「自賠制度を考える会」(座長=福田弥夫・日本大学危機管理学部長)のシンポジウムおよび要望書の発表が、9月10日に行われた。

 平成29年度の交通事故死者数は3694名で、ピーク時の昭和45年の1万6765名に比べ、22%にまで減少した。その反面、介護を要する後遺障害および後遺障害等級の認定を受けた自賠責保険の支払い件数に基づく重度後遺障害者数は、平成28年1686名でほぼ横ばい。介護料受給資格者認定を受けている人数は、平成29年度4650名で累積増加しており、交通事故の被害者を救済するための財源は年々厳しくなっている。

 その財源だが、1955年に制定された「自動車損害賠償法」では、自動車ユーザー全員が負担する保険料による支え合いで交通事故の被害者を保障する仕組みを採用しており、自賠責保険には税金は一切投入されない。

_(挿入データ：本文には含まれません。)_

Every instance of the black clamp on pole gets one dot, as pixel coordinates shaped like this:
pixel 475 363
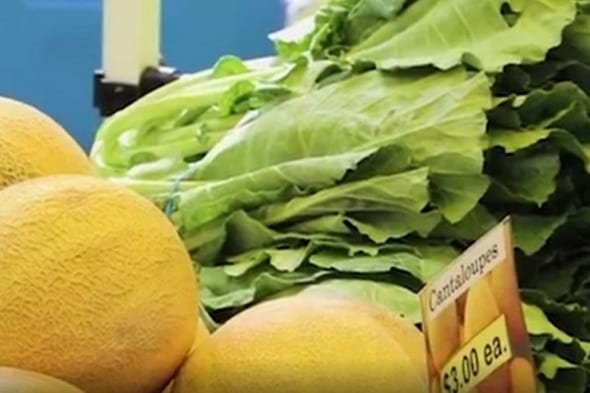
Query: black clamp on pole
pixel 111 97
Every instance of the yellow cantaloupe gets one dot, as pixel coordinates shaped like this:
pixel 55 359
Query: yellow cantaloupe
pixel 33 145
pixel 523 376
pixel 481 310
pixel 96 288
pixel 307 344
pixel 444 333
pixel 14 380
pixel 505 289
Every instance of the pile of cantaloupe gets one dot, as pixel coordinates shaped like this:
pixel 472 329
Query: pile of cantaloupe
pixel 98 294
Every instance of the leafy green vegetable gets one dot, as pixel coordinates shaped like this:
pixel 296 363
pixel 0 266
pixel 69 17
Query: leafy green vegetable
pixel 384 138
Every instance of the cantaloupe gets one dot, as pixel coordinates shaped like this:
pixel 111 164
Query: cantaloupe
pixel 308 344
pixel 34 145
pixel 96 288
pixel 481 309
pixel 14 380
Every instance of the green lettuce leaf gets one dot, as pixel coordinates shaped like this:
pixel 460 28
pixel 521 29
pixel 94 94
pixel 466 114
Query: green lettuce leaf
pixel 487 34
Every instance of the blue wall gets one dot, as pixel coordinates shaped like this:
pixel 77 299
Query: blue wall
pixel 50 48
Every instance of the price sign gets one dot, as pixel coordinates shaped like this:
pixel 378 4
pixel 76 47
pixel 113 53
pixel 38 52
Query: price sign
pixel 474 326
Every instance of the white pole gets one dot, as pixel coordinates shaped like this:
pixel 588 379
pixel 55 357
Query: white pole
pixel 131 39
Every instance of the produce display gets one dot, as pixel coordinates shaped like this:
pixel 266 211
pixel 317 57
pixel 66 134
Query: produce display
pixel 384 138
pixel 266 225
pixel 309 344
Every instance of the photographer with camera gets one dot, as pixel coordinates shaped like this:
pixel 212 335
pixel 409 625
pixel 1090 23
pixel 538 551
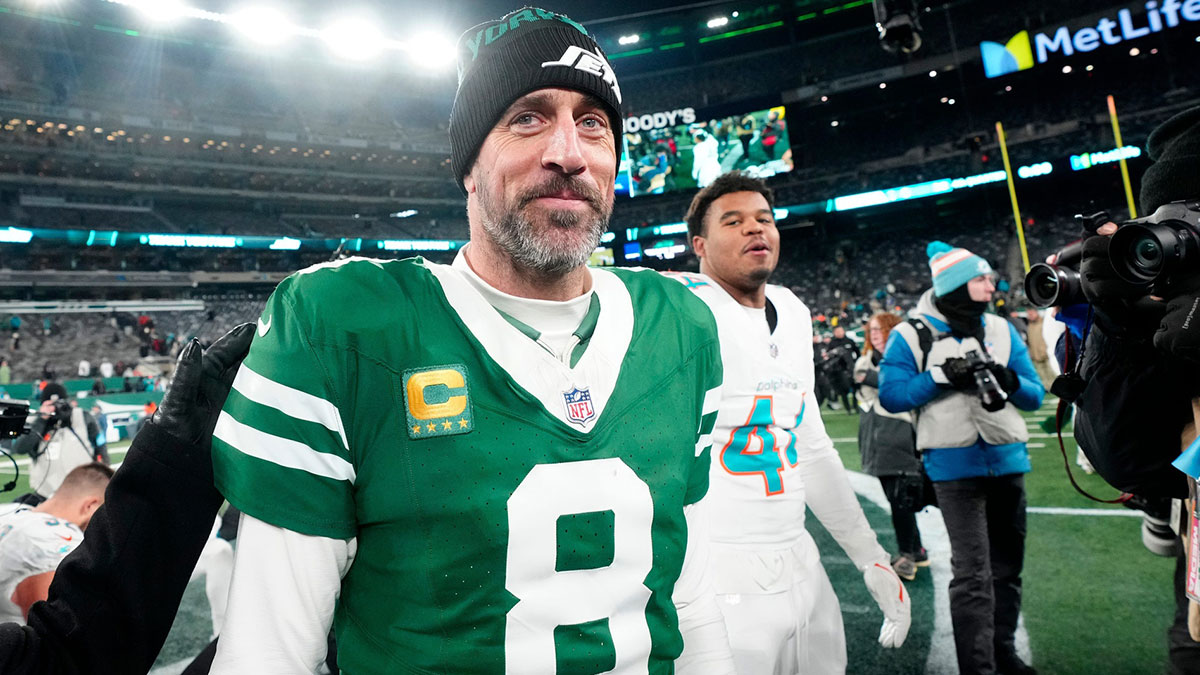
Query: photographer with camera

 しかし、平成6年度および7年度に、財政事情の悪化を理由に、自賠責保険料の積立金2兆円のうち1兆1200億円が自動車安全特別会計から一般会計に繰り入れられた。その後、繰り戻されない状況が続いていた。

   こうした状況を踏まえ、「自賠制度を考える会」では「自賠責保険料は共助の精神で自動車ユーザーが収めたものであり、1日でも早く繰り戻すべきだ」(福田座長)と主張する。

   平成29年12月18日付けで、麻生太郎財務大臣と石井啓一国交省大臣の間で「平成30年度において、23億2030万円を自動車安全特別会計自動車事故対策勘定に繰り戻すこととする」という覚書が交わされた。しかし、平成30年度予算での繰り戻し分を差し引いても、まだ6159億円が返還されていない。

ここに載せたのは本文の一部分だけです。